Despite the battering that the euro has taken of late, the pound currently only stands a very modest 1.3% higher against the single currency since the start of the year.

News yesterday that the UK trade deficit widened from GBP6.8 billion to GBP7.28 billion in December almost passed by unnoticed, in the furore surrounding the euro and Greek debt.

That widening was the biggest jump for almost a year, and came contrary to analysts' expectations for the gap to decrease. This is particularly crushing, since a weak pound is supposed to help UK exports, indeed BoE governor Merv The Swerve is on record several times recently saying that he's positively chuffed when the pound takes a tumble - it's good for the economy, don't you know?

The notion that the UK government and the BoE are so relaxed about a fall in sterling, appears to imply that they'd not be inclined to step in to attempt to stop it depreciating further.

With hedge fund managers apparently now starting to bank some profits on short bets on the euro, in the light of a possible Greek bailout, they might now be looking around for their next easy victim.

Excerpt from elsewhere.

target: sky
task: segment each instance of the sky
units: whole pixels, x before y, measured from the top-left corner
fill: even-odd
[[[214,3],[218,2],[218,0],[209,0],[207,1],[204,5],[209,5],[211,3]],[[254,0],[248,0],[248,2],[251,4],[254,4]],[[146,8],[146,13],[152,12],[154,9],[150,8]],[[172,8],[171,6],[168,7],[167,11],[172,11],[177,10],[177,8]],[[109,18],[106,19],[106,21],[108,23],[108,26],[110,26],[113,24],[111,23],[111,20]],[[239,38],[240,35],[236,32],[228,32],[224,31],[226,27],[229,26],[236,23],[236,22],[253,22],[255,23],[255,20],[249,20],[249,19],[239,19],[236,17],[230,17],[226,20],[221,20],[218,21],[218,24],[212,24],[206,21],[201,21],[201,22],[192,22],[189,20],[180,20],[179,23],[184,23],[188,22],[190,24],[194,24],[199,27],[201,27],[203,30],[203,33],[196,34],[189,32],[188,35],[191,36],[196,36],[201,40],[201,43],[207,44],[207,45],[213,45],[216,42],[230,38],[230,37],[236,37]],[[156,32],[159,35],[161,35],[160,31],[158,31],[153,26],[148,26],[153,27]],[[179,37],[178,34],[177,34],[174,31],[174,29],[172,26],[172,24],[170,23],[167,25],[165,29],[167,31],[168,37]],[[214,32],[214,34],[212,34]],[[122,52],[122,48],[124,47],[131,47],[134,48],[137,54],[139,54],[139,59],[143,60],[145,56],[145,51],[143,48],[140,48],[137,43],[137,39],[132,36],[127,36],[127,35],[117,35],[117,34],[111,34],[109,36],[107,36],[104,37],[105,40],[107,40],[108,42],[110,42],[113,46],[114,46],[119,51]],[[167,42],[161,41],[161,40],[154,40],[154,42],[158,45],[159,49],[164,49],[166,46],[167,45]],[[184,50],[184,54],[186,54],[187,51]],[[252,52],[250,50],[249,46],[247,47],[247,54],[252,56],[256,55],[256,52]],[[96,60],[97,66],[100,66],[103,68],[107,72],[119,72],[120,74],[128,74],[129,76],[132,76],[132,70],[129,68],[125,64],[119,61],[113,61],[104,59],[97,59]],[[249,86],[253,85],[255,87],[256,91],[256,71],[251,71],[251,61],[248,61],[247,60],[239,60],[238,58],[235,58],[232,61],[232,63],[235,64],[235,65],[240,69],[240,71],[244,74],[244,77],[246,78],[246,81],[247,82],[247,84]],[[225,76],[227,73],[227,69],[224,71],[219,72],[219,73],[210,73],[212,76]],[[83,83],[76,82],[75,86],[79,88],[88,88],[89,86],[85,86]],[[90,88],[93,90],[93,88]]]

Step forward the pound. The UK's main export home is Europe, weighed down by the financial cost of supporting it's weaker members. The powers that be here are relaxed, bordering on enthusiastic, about the prospects of the currency taking a further hit. Interest rates aren't going up any time soon. Oh, and did I mention that there's a general election coming up? That's always a good reason to have a bit of a run on a currency. Add a bit of heavy fund selling to that and it sounds like you're simply buying money doesn't it?